While Girguis and colleagues were able to show that microbes in the aquifers could eat carbon, it remained unclear how active the microbes were.

"We have been able to show that water comes in with a certain oxygen concentration, and as it drops, the carbon goes down in direct proportion," he said. "That gives us a high degree of confidence that microbes are eating it."

In fact, Girguis said, it's possible that microbes are eating carbon at an impressive rate.

"The numbers we calculated from this one site suggest that a little more than 50 percent of the carbon there is being consumed," he said. "We might eventually find that a majority of the carbon is being degraded in these aquifers, especially since the entire ocean circulates through them every few tens of thousands of years.

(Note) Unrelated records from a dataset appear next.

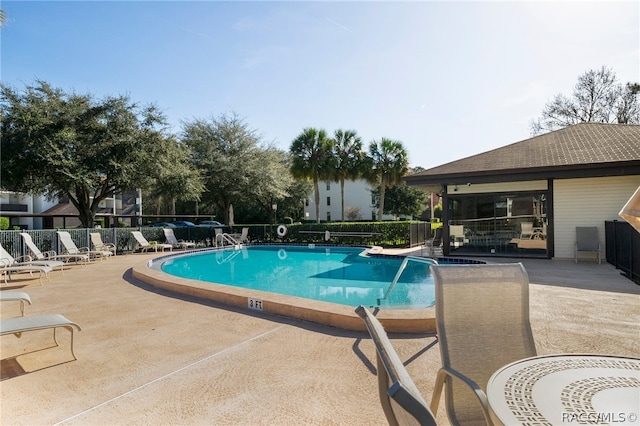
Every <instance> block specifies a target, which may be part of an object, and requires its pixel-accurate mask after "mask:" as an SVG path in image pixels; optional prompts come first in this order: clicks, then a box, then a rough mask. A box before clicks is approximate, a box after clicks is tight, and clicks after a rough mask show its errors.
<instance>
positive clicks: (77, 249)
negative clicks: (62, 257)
mask: <svg viewBox="0 0 640 426" xmlns="http://www.w3.org/2000/svg"><path fill="white" fill-rule="evenodd" d="M57 234H58V237H59V238H60V244H62V247H64V250H65V254H72V255H78V254H84V255H87V256H89V258H90V259H95V258H100V259H104V258H107V257H109V256H111V254H112V253H111V252H110V251H105V250H90V249H89V247H81V248H78V247H77V246H76V243H74V242H73V239H72V238H71V234H69V233H68V232H67V231H58V232H57Z"/></svg>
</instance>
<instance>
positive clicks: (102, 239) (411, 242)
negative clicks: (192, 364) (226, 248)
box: [0, 221, 431, 257]
mask: <svg viewBox="0 0 640 426" xmlns="http://www.w3.org/2000/svg"><path fill="white" fill-rule="evenodd" d="M247 227H248V228H249V238H250V240H251V241H252V242H257V243H273V242H276V243H296V244H301V243H320V244H322V243H329V244H344V245H384V246H387V247H407V246H410V247H414V246H417V245H422V244H424V243H425V241H427V240H428V239H429V238H430V235H431V224H430V223H429V222H408V221H398V222H382V223H326V224H296V225H287V227H286V232H284V235H281V234H282V233H280V234H279V233H278V225H248V226H247ZM237 229H239V227H236V230H237ZM138 230H140V231H141V232H142V234H143V235H144V237H145V238H146V239H147V240H148V241H149V242H151V243H153V241H157V242H164V241H165V236H164V232H163V230H162V228H160V227H157V228H156V227H142V228H137V227H134V228H101V229H93V228H91V229H86V228H67V229H64V231H67V232H69V234H70V235H71V238H72V239H73V242H74V243H75V244H76V246H77V247H78V248H81V247H89V248H91V237H90V235H89V234H90V233H91V232H99V233H100V236H101V239H102V241H103V242H104V243H112V244H114V245H115V246H116V248H117V252H118V253H126V252H130V251H132V250H133V249H134V248H135V246H136V242H135V241H134V239H133V237H132V236H131V231H138ZM57 231H58V230H57V229H43V230H28V231H19V230H12V231H0V244H2V247H4V249H5V250H7V252H9V253H10V254H11V255H12V256H14V257H20V256H25V255H28V254H29V251H28V249H27V247H26V245H25V244H24V243H23V241H22V238H21V237H20V232H26V233H28V234H29V235H31V238H32V239H33V242H34V243H35V245H36V246H37V247H38V248H39V249H40V251H42V252H46V251H55V252H56V253H61V252H62V249H63V247H62V246H61V244H60V241H59V238H58V234H57V233H56V232H57ZM173 231H174V234H175V236H176V238H177V239H179V240H185V241H195V242H196V243H198V244H199V245H202V246H211V245H213V244H214V242H215V228H214V227H178V228H173ZM223 231H224V232H228V233H232V232H233V230H232V229H231V228H229V227H224V228H223ZM326 231H329V234H330V236H331V239H330V240H329V241H327V240H326V238H325V235H326V234H325V233H326Z"/></svg>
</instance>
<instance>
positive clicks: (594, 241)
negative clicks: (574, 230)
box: [575, 226, 600, 264]
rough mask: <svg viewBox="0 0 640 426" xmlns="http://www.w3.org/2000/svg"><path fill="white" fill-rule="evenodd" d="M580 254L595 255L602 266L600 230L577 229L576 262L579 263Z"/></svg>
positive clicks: (585, 227) (591, 227)
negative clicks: (600, 263)
mask: <svg viewBox="0 0 640 426" xmlns="http://www.w3.org/2000/svg"><path fill="white" fill-rule="evenodd" d="M579 252H590V253H595V254H596V256H597V257H598V264H600V240H599V238H598V228H597V227H595V226H578V227H576V242H575V262H576V263H578V253H579Z"/></svg>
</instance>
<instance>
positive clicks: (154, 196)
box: [150, 137, 205, 220]
mask: <svg viewBox="0 0 640 426" xmlns="http://www.w3.org/2000/svg"><path fill="white" fill-rule="evenodd" d="M163 151H164V152H165V154H166V155H165V156H164V158H163V159H162V162H161V163H160V164H158V165H157V166H158V167H157V171H158V173H157V176H156V179H155V180H154V182H153V183H152V185H151V187H150V190H151V197H152V198H155V200H156V208H157V210H156V213H157V214H160V206H161V204H162V200H168V201H169V202H170V205H171V214H173V215H174V216H175V214H176V201H200V196H201V194H202V192H203V191H204V189H205V187H204V181H203V177H202V174H201V172H200V170H199V169H198V168H197V167H193V165H192V163H191V160H190V150H189V147H187V146H186V145H184V144H181V143H179V142H178V141H176V140H175V139H174V138H173V137H172V138H167V139H166V140H165V141H164V146H163ZM174 220H175V219H174Z"/></svg>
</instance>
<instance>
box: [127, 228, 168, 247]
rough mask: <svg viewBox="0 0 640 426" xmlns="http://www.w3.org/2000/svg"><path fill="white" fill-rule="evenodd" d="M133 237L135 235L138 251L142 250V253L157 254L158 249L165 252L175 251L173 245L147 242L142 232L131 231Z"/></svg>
mask: <svg viewBox="0 0 640 426" xmlns="http://www.w3.org/2000/svg"><path fill="white" fill-rule="evenodd" d="M131 235H133V238H134V239H135V240H136V246H137V248H138V249H140V251H147V250H155V251H156V252H157V251H158V249H160V251H164V250H165V249H168V250H169V251H173V246H172V245H171V244H162V243H158V244H151V243H149V241H147V239H146V238H145V237H144V235H142V232H140V231H131Z"/></svg>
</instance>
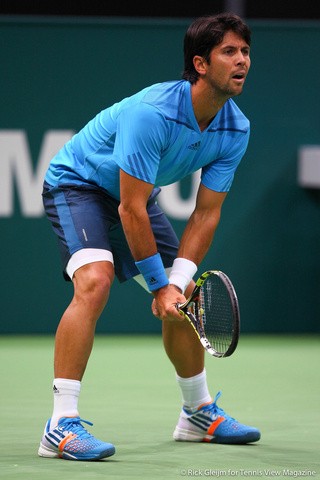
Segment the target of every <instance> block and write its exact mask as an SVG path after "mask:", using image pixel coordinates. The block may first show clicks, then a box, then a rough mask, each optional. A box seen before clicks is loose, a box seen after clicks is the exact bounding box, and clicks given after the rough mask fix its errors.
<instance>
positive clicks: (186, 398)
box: [176, 369, 212, 412]
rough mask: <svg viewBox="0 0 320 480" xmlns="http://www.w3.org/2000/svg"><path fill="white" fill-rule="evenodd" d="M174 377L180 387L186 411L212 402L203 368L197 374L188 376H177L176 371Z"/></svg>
mask: <svg viewBox="0 0 320 480" xmlns="http://www.w3.org/2000/svg"><path fill="white" fill-rule="evenodd" d="M176 378H177V382H178V384H179V386H180V389H181V394H182V403H183V408H185V409H186V410H187V411H188V412H195V411H196V410H197V409H198V408H199V407H200V405H203V404H204V403H210V402H212V398H211V395H210V394H209V391H208V385H207V374H206V370H205V369H204V370H203V371H202V372H201V373H199V375H195V376H194V377H189V378H182V377H179V375H178V374H177V373H176Z"/></svg>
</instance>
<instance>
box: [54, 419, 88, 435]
mask: <svg viewBox="0 0 320 480" xmlns="http://www.w3.org/2000/svg"><path fill="white" fill-rule="evenodd" d="M81 422H84V423H87V424H88V425H93V423H91V422H88V421H87V420H83V419H82V418H80V417H77V418H72V419H70V420H69V419H68V420H67V421H65V422H63V423H62V424H61V426H62V427H63V428H64V429H66V430H70V431H72V433H74V434H76V435H77V436H78V437H79V438H80V437H81V439H83V440H85V439H88V438H90V437H92V435H91V433H89V432H88V431H87V430H86V429H85V428H84V426H83V425H82V423H81Z"/></svg>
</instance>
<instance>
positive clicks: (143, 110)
mask: <svg viewBox="0 0 320 480" xmlns="http://www.w3.org/2000/svg"><path fill="white" fill-rule="evenodd" d="M167 142H168V129H167V126H166V121H165V118H164V117H163V115H162V113H161V112H160V111H159V110H158V109H157V108H155V107H153V106H151V105H149V104H146V103H143V102H141V103H139V104H136V105H133V106H130V107H128V108H126V109H124V110H123V111H122V112H121V113H120V115H119V117H118V120H117V134H116V141H115V146H114V156H115V158H116V161H117V163H118V165H119V167H120V168H121V169H122V170H124V171H125V172H126V173H128V174H129V175H132V176H134V177H136V178H138V179H140V180H143V181H145V182H147V183H151V184H154V183H155V180H156V177H157V172H158V168H159V162H160V159H161V152H162V151H163V149H164V148H165V146H166V144H167Z"/></svg>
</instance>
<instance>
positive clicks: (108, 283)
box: [73, 261, 114, 301]
mask: <svg viewBox="0 0 320 480" xmlns="http://www.w3.org/2000/svg"><path fill="white" fill-rule="evenodd" d="M113 279H114V268H113V264H112V263H111V262H104V261H103V262H94V263H89V264H87V265H84V266H83V267H81V268H79V269H78V270H77V271H76V272H75V273H74V276H73V283H74V287H75V294H76V295H81V296H89V297H91V298H95V299H96V300H97V301H99V300H101V301H104V300H105V299H107V298H108V296H109V291H110V288H111V285H112V282H113Z"/></svg>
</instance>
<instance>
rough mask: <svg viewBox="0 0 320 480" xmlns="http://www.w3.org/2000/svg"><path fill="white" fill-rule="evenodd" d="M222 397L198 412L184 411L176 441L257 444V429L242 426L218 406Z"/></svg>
mask: <svg viewBox="0 0 320 480" xmlns="http://www.w3.org/2000/svg"><path fill="white" fill-rule="evenodd" d="M220 395H221V392H219V393H218V394H217V395H216V398H215V400H214V401H212V402H211V403H208V404H204V405H201V406H200V407H199V408H198V410H197V411H196V412H193V413H190V412H188V411H186V410H185V409H182V412H181V414H180V418H179V422H178V425H177V426H176V429H175V431H174V433H173V438H174V440H177V441H181V442H209V443H225V444H233V445H243V444H245V443H251V442H257V441H258V440H259V439H260V436H261V435H260V432H259V430H258V429H257V428H254V427H247V426H246V425H241V423H239V422H237V421H236V420H234V419H233V418H231V417H229V415H227V414H226V413H225V412H224V411H223V410H222V409H221V408H219V407H218V406H217V403H216V402H217V400H218V398H219V397H220Z"/></svg>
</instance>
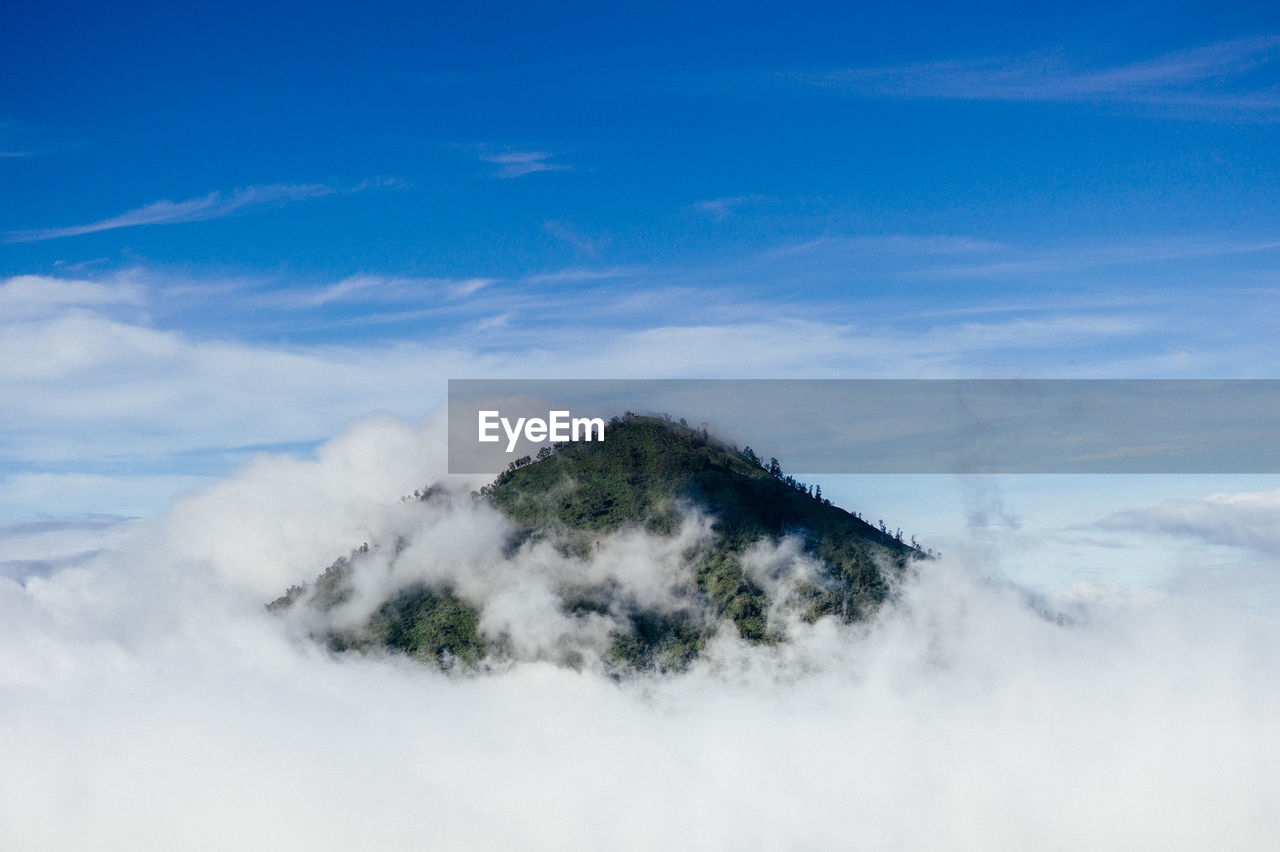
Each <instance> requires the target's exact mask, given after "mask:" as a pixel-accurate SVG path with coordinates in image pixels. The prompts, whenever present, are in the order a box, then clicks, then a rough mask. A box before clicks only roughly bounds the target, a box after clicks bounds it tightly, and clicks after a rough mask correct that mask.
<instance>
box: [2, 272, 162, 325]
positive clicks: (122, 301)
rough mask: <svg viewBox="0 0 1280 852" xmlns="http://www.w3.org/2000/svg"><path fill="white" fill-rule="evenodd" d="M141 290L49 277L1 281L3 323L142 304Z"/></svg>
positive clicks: (141, 293)
mask: <svg viewBox="0 0 1280 852" xmlns="http://www.w3.org/2000/svg"><path fill="white" fill-rule="evenodd" d="M142 298H143V292H142V288H141V287H138V285H136V284H133V283H131V281H128V280H118V281H115V283H110V284H104V283H97V281H83V280H74V279H67V278H52V276H46V275H17V276H14V278H9V279H4V280H0V324H4V322H9V321H14V320H24V319H31V317H33V316H42V315H49V313H52V312H56V311H59V310H61V308H67V307H105V306H114V304H141V303H142Z"/></svg>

That's fast on ocean timescales."

Next steps: Do microbes need rock minerals?

Going forward, Girguis and colleagues hope to better quantify how much carbon is consumed as seawater moves through the aquifers, and whether the minerals in the mid-ocean ridge's basalt rock may contribute to the microbes' ability to feast on carbon.

"This started with the intent of saying: let's figure out what microbes are doing in this cold, oxygenated aquifer, and we can add those data to our understanding of the carbon cycle," Girguis said. "But we were astonished by the results.

"All creatures depend on carbon, and there's a cycle in which carbon is produced and consumed. Take seawater and pump it through an underground, oxygenated aquifer and you suddenly have an opportunity to take a close look at these processes."